Une expédition punitive.
Des agresseurs transformés en « agressés ».
Et des agressés sommés de faire leur autocritique.
Comment appelle-t-on ça déjà ?
Personne n’ose le penser à pleine voix, on le susurre à peine puis on se rétracte, pour ne pas envenimer la situation : « Ce serait pas un peu facho quand même ? » A Saint-Imier comme ailleurs depuis dix ans on se demande comment qualifier de tels agissements et comment y répondre. La réponse à la deuxième question découlant de la première. Ces collectifs sont si bêtes et butés, fonctionnant par mots-clés et mots d’ordre, jouant du chantage à l’agression à la première contradiction, qu’on n’imagine pas que des arguments rationnels développés au-delà d’un touitte d’indignation puissent suffire.
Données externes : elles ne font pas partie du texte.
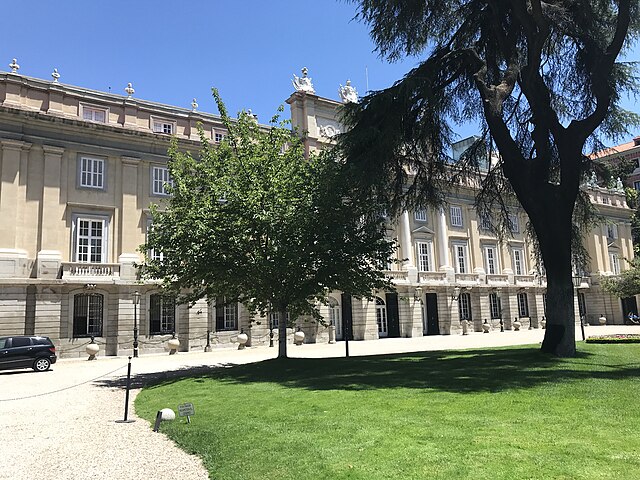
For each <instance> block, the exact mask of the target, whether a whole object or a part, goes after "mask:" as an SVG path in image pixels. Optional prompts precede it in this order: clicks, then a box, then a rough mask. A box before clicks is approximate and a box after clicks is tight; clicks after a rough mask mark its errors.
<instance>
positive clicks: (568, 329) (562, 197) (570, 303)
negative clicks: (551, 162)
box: [523, 185, 576, 357]
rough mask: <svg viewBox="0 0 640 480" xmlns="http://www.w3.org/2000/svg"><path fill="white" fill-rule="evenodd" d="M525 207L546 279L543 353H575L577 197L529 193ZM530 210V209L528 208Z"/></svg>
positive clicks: (536, 192) (566, 193) (568, 195)
mask: <svg viewBox="0 0 640 480" xmlns="http://www.w3.org/2000/svg"><path fill="white" fill-rule="evenodd" d="M528 199H529V200H533V203H534V205H531V204H529V205H526V206H525V205H524V203H529V202H526V201H525V202H523V206H524V207H525V210H527V213H528V214H529V218H530V220H531V223H532V225H533V228H534V230H535V232H536V236H537V238H538V242H539V245H540V253H541V254H542V260H543V263H544V268H545V271H546V277H547V299H546V319H547V330H546V331H545V335H544V341H543V342H542V351H543V352H546V353H551V354H553V355H557V356H560V357H572V356H574V355H575V353H576V342H575V312H574V302H573V280H572V271H573V269H572V262H571V260H572V255H571V234H572V214H573V206H574V203H575V197H573V199H572V198H571V194H570V192H566V191H562V187H560V186H557V185H549V188H548V189H544V191H543V190H537V191H534V192H530V195H529V197H528ZM527 207H529V208H527Z"/></svg>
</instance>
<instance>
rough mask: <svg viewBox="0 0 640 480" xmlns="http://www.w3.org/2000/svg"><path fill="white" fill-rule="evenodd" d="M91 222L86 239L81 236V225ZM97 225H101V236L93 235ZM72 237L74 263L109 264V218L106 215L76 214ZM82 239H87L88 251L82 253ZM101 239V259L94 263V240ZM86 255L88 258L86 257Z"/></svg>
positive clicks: (72, 232) (108, 217)
mask: <svg viewBox="0 0 640 480" xmlns="http://www.w3.org/2000/svg"><path fill="white" fill-rule="evenodd" d="M81 222H89V234H88V235H87V236H86V237H85V236H84V235H82V236H81V233H82V232H81V229H80V226H81V225H80V223H81ZM94 223H97V224H100V225H101V228H100V232H101V235H100V236H99V237H98V236H94V235H93V231H92V229H93V224H94ZM72 236H73V242H72V245H73V255H72V258H73V261H74V262H77V263H107V259H108V247H109V217H108V216H104V215H91V214H80V213H78V214H74V215H73V217H72ZM82 238H86V239H87V245H86V246H87V251H86V252H82V253H81V252H80V241H81V239H82ZM94 239H100V240H101V244H100V259H99V260H98V261H92V258H91V257H92V252H91V250H92V247H94V246H95V245H92V240H94ZM85 255H86V257H85Z"/></svg>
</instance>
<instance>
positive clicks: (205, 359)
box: [0, 326, 640, 480]
mask: <svg viewBox="0 0 640 480" xmlns="http://www.w3.org/2000/svg"><path fill="white" fill-rule="evenodd" d="M604 333H640V327H637V326H634V327H626V326H606V327H588V329H587V335H599V334H604ZM543 334H544V331H543V330H525V331H521V332H504V333H501V332H495V331H494V332H491V333H490V334H487V335H484V334H482V333H472V334H471V335H467V336H461V335H450V336H434V337H422V338H410V339H400V338H396V339H387V340H378V341H368V342H350V351H351V354H352V355H354V356H357V355H372V354H376V353H377V354H380V353H395V352H409V351H421V350H441V349H458V348H483V347H491V346H498V345H515V344H524V343H536V342H540V341H541V340H542V337H543ZM578 335H579V332H578ZM276 350H277V349H275V348H268V347H256V348H251V349H246V350H244V351H238V350H234V349H219V350H214V351H213V352H211V353H203V352H199V353H180V354H178V355H172V356H169V355H161V356H160V355H149V356H143V357H140V358H137V359H133V362H132V376H133V379H134V383H133V385H134V387H135V388H134V389H133V390H132V391H131V400H130V409H129V418H132V419H135V420H136V421H135V422H134V423H128V424H123V423H116V422H115V420H118V419H122V418H123V416H124V398H125V394H124V389H123V388H122V385H123V384H124V379H123V376H126V371H127V370H126V369H127V358H126V357H99V359H98V360H97V361H94V362H87V361H86V360H79V359H71V360H61V361H58V363H57V364H55V365H54V366H53V367H52V370H51V371H49V372H46V373H35V372H33V371H27V370H21V371H0V425H1V426H2V432H3V434H2V436H1V437H0V460H2V462H1V463H2V466H1V468H0V479H3V480H4V479H6V480H22V479H25V480H26V479H32V478H40V477H44V478H54V479H71V480H84V479H87V480H89V479H91V480H101V479H108V480H129V479H131V480H139V479H165V478H180V479H182V480H191V479H193V480H196V479H206V478H208V474H207V471H206V470H205V469H204V466H203V465H202V461H201V460H200V459H199V458H198V457H195V456H193V455H188V454H187V453H185V452H184V451H182V450H180V449H179V448H178V447H176V446H175V444H174V443H173V442H172V441H171V440H169V439H168V438H167V437H165V436H164V435H162V434H158V433H154V432H153V431H152V426H150V425H149V424H148V423H147V422H146V421H145V420H142V419H140V418H138V417H137V416H136V415H135V412H134V409H133V399H134V398H135V395H136V394H137V392H138V391H139V390H137V389H136V388H139V387H140V385H141V383H142V381H143V380H144V378H148V376H149V375H175V374H185V373H187V372H188V371H189V370H188V369H192V368H198V369H209V368H218V367H220V366H225V365H230V364H239V363H249V362H256V361H260V360H264V359H267V358H272V357H273V356H275V355H276ZM289 353H290V356H301V357H302V356H304V357H331V356H343V355H344V343H343V342H340V343H338V344H335V345H327V344H322V345H320V344H317V345H303V346H300V347H295V346H291V347H290V348H289ZM25 397H28V398H25ZM13 399H16V400H13ZM169 407H171V408H173V409H174V410H175V409H176V407H177V406H175V405H174V406H170V405H169Z"/></svg>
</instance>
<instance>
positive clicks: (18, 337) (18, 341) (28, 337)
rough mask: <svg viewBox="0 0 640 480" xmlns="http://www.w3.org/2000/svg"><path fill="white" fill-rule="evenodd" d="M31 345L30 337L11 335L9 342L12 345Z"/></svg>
mask: <svg viewBox="0 0 640 480" xmlns="http://www.w3.org/2000/svg"><path fill="white" fill-rule="evenodd" d="M29 345H31V339H30V338H29V337H13V340H12V342H11V346H12V347H27V346H29Z"/></svg>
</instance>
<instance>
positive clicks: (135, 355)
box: [133, 303, 138, 358]
mask: <svg viewBox="0 0 640 480" xmlns="http://www.w3.org/2000/svg"><path fill="white" fill-rule="evenodd" d="M133 356H134V358H138V305H137V303H134V304H133Z"/></svg>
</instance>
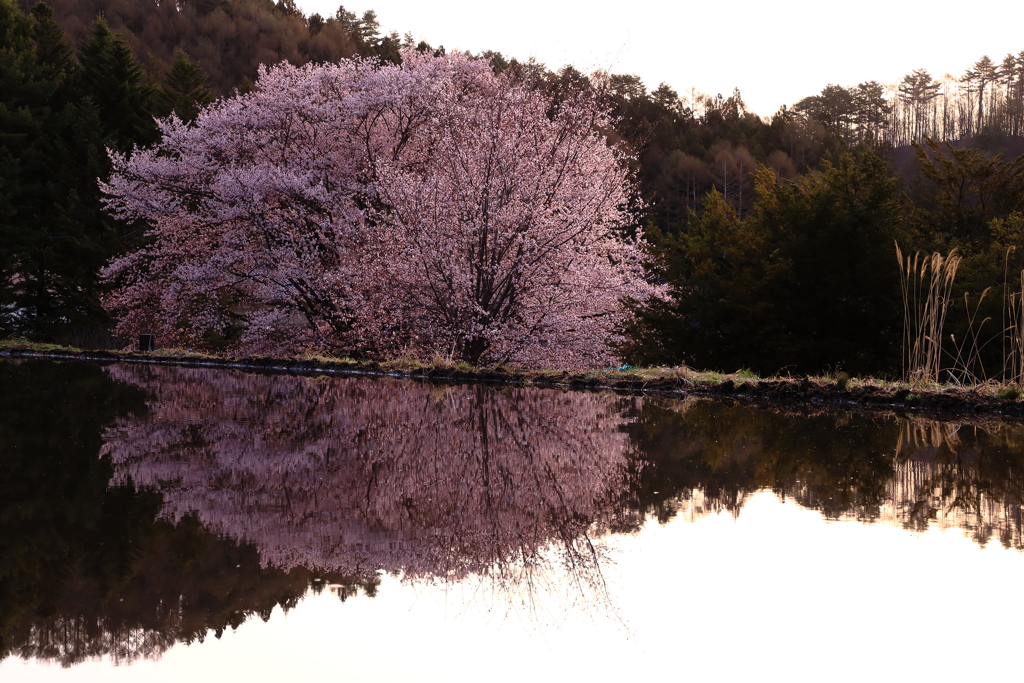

Plutôt qu’un festival des oppressions, je vois une foire aux ressentis. Chacun son ressenti, hein, son petit ressenti à soi, minuscule et inintéressant, mais qu’on expose partout et au nom duquel on réclame de la visibilité, de l’écoute et des droits. Un atelier « Reclaim emotions » n’exploret-il pas
« la signification politique des émotions et comment elles soutiennent notre militantisme, notre résilience collective et personnelle. [...] Devenir alphabétisé émotionnellement nous permet de développer des stratégies de transformation et des pratiques critiques d’auto-soins afin de prévenir le burn out militant et de construire des structures régénératrices. »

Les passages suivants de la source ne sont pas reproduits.